Maureen's silence mocked all three of them - the other three are not feeling so well, and quickly fading, too. The fog might take them tonight, if they are lucky, or perhaps they will be dragged into a few more weeks, and then they will go.
Death is not frightening, for there is something after it. It's what comes after that that is so scary.
Mind you, there's not much to do with the first option. Star in a few horror movies. Haunt some houses. Watch the world change. Moan about the world changing. Take up refuge in a hole-in-the-wall town. Be memorable.
May flicked her fan at the Major, and frightened away a hovering moth, "How much do you have left?"
"A year more; possibly less." The Major's smile is well-practiced, and he pressed a white-gloved hand to the bronze - maybe - buttons on the coat. "If I am lucky, someone will think I'm a war hero, and keep me here."
The third ghost snorted, a foul and uncouth sound that accurately sums up how all three feel: helpless.
"I'm not scared," the third ghost - Gottfried, a musician from Vienna - is proud to announce, and punctuates the sentence by pushing himself off the stone he rests upon, which reads: 'Here lies Gottfried after the Fat Lady sung'. "If it happens, it happens."
"And it will happen," May snapped the fan closed and stared down moodily at her own grave, smooth and expensive and clearly maintained, but not by family hands, "it will happen, some day.
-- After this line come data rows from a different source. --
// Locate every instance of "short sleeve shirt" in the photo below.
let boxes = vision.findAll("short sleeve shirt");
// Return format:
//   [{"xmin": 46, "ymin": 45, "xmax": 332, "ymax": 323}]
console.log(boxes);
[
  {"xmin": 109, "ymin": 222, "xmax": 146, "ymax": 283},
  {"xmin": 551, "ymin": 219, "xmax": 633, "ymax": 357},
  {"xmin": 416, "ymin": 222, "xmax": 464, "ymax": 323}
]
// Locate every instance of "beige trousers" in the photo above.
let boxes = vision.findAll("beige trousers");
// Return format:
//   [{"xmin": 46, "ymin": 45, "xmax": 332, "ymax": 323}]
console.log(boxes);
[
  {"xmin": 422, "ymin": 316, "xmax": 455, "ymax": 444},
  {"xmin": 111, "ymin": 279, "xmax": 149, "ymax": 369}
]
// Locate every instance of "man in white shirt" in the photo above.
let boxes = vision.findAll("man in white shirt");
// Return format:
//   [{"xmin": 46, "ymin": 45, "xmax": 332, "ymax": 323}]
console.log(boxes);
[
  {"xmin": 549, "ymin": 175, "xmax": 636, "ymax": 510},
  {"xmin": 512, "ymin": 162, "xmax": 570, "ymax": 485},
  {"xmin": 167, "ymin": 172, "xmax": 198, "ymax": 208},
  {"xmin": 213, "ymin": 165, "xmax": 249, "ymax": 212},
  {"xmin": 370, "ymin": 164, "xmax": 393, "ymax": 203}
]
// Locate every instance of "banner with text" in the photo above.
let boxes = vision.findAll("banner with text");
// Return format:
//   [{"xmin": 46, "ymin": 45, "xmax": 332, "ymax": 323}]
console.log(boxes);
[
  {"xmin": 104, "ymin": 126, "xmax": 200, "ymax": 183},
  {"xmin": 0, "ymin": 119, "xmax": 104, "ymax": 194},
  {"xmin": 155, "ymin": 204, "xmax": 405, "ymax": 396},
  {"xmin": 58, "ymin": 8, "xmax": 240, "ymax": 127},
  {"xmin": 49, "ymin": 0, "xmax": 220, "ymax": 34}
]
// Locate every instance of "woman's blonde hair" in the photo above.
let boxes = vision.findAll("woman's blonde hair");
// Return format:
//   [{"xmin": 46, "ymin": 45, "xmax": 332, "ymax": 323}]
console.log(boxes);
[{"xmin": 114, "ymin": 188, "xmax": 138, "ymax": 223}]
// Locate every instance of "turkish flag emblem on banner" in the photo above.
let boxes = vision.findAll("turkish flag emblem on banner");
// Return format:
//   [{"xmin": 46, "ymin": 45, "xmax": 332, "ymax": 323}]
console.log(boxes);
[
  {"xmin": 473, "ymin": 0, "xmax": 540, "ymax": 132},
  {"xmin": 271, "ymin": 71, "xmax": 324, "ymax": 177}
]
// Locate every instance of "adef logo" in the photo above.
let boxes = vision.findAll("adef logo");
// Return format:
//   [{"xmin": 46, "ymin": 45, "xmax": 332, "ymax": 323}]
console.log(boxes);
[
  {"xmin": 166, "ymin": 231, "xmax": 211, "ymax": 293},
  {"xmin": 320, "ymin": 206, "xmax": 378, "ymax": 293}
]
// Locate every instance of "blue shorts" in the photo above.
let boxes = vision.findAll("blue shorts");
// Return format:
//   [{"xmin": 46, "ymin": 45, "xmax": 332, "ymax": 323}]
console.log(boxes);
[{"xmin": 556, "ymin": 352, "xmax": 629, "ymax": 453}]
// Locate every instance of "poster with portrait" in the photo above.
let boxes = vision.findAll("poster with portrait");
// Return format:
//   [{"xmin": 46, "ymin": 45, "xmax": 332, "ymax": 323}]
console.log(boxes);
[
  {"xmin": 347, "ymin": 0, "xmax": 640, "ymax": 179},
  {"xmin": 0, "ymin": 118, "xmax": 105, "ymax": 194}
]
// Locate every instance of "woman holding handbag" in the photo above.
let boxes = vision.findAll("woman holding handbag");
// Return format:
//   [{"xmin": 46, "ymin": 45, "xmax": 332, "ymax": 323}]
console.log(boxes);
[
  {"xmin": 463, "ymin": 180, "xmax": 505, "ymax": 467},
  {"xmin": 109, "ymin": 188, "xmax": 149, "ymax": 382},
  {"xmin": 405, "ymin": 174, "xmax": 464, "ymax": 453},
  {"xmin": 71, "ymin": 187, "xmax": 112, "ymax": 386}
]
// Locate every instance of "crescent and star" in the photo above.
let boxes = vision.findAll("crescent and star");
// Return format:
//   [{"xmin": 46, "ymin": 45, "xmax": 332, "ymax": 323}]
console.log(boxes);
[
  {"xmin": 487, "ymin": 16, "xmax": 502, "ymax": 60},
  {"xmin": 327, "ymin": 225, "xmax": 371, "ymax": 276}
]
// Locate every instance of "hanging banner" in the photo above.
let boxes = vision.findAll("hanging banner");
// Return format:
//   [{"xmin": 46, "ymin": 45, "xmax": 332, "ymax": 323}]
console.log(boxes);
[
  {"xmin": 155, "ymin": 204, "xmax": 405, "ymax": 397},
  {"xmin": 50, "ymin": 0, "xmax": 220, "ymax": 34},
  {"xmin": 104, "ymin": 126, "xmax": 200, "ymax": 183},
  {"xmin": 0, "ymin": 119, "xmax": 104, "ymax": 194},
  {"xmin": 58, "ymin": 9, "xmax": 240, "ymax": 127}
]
To all of us."
"What all, dear?" the Major asked, gentle and fatherly, "we are the only ones left here. All the others have gone. We are the last."
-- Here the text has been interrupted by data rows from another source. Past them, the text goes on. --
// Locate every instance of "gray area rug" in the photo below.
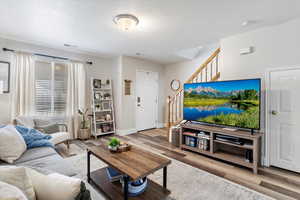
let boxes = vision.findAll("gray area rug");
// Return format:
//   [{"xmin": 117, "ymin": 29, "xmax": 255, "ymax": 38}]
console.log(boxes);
[{"xmin": 66, "ymin": 146, "xmax": 273, "ymax": 200}]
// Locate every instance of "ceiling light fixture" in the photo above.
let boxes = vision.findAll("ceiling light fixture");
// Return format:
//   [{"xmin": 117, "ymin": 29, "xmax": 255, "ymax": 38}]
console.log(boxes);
[{"xmin": 113, "ymin": 14, "xmax": 139, "ymax": 31}]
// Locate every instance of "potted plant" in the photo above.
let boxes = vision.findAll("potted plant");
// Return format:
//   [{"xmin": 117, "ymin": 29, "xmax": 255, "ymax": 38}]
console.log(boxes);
[
  {"xmin": 108, "ymin": 137, "xmax": 121, "ymax": 152},
  {"xmin": 78, "ymin": 109, "xmax": 90, "ymax": 140}
]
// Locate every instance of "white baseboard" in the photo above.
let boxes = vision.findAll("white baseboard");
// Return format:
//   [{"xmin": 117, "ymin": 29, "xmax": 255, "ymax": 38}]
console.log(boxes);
[{"xmin": 116, "ymin": 129, "xmax": 137, "ymax": 136}]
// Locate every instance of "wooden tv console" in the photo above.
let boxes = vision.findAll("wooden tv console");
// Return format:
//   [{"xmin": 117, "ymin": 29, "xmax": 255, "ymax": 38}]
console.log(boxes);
[{"xmin": 180, "ymin": 122, "xmax": 263, "ymax": 174}]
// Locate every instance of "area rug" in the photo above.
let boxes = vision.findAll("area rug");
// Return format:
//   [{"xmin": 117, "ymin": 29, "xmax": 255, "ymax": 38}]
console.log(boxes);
[{"xmin": 66, "ymin": 146, "xmax": 273, "ymax": 200}]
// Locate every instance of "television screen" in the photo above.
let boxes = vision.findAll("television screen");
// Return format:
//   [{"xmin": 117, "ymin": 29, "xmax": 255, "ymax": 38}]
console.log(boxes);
[{"xmin": 183, "ymin": 79, "xmax": 260, "ymax": 129}]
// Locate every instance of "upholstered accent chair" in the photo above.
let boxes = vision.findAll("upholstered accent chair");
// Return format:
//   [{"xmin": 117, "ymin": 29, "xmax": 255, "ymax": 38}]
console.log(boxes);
[{"xmin": 14, "ymin": 116, "xmax": 71, "ymax": 148}]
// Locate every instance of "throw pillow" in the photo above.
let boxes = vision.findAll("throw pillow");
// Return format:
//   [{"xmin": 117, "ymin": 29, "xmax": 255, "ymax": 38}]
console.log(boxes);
[
  {"xmin": 16, "ymin": 116, "xmax": 35, "ymax": 128},
  {"xmin": 0, "ymin": 181, "xmax": 28, "ymax": 200},
  {"xmin": 0, "ymin": 125, "xmax": 27, "ymax": 163},
  {"xmin": 27, "ymin": 168, "xmax": 81, "ymax": 200},
  {"xmin": 0, "ymin": 166, "xmax": 36, "ymax": 200},
  {"xmin": 16, "ymin": 126, "xmax": 53, "ymax": 149}
]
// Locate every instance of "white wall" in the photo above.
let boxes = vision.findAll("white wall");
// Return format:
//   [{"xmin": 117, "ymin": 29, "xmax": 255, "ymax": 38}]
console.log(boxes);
[
  {"xmin": 220, "ymin": 19, "xmax": 300, "ymax": 130},
  {"xmin": 220, "ymin": 19, "xmax": 300, "ymax": 164},
  {"xmin": 0, "ymin": 38, "xmax": 114, "ymax": 124},
  {"xmin": 118, "ymin": 56, "xmax": 165, "ymax": 134}
]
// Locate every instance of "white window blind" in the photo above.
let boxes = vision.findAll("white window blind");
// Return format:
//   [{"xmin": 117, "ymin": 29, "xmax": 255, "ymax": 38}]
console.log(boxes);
[{"xmin": 35, "ymin": 61, "xmax": 67, "ymax": 115}]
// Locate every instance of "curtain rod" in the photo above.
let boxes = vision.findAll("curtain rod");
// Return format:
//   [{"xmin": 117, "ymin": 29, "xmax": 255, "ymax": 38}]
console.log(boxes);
[{"xmin": 2, "ymin": 48, "xmax": 93, "ymax": 65}]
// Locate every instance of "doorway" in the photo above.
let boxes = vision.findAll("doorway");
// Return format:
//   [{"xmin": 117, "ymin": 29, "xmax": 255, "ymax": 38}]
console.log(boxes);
[
  {"xmin": 136, "ymin": 71, "xmax": 158, "ymax": 131},
  {"xmin": 267, "ymin": 68, "xmax": 300, "ymax": 172}
]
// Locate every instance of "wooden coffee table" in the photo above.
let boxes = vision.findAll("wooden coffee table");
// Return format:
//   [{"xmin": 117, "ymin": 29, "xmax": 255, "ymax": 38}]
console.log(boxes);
[{"xmin": 87, "ymin": 145, "xmax": 171, "ymax": 200}]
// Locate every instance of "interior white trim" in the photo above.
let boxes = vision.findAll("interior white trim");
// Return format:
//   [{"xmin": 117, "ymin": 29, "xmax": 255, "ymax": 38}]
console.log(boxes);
[
  {"xmin": 156, "ymin": 122, "xmax": 167, "ymax": 128},
  {"xmin": 134, "ymin": 69, "xmax": 159, "ymax": 129},
  {"xmin": 264, "ymin": 66, "xmax": 300, "ymax": 167},
  {"xmin": 116, "ymin": 129, "xmax": 137, "ymax": 136}
]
May's lower lip trembled, and if she were capable of tears, she would have cried.
The Major took a pipe from the topmost pocket of his coat, and stuck it between his lips. It flares on its own, mimicking how it used to be. No smoke comes out.
The third ghost pulled his violin out of the air, and laid it against his shoulder, and drew the bow across the taut strings - the music is credited to cicadas and crickets by a passing couple, and Gottfried's memory wobbles.
May slid down from her stone to dance with the daisies, spinning and spinning and spinning.
In the morning, they are all back, waiting, waiting, but nobody ever comes.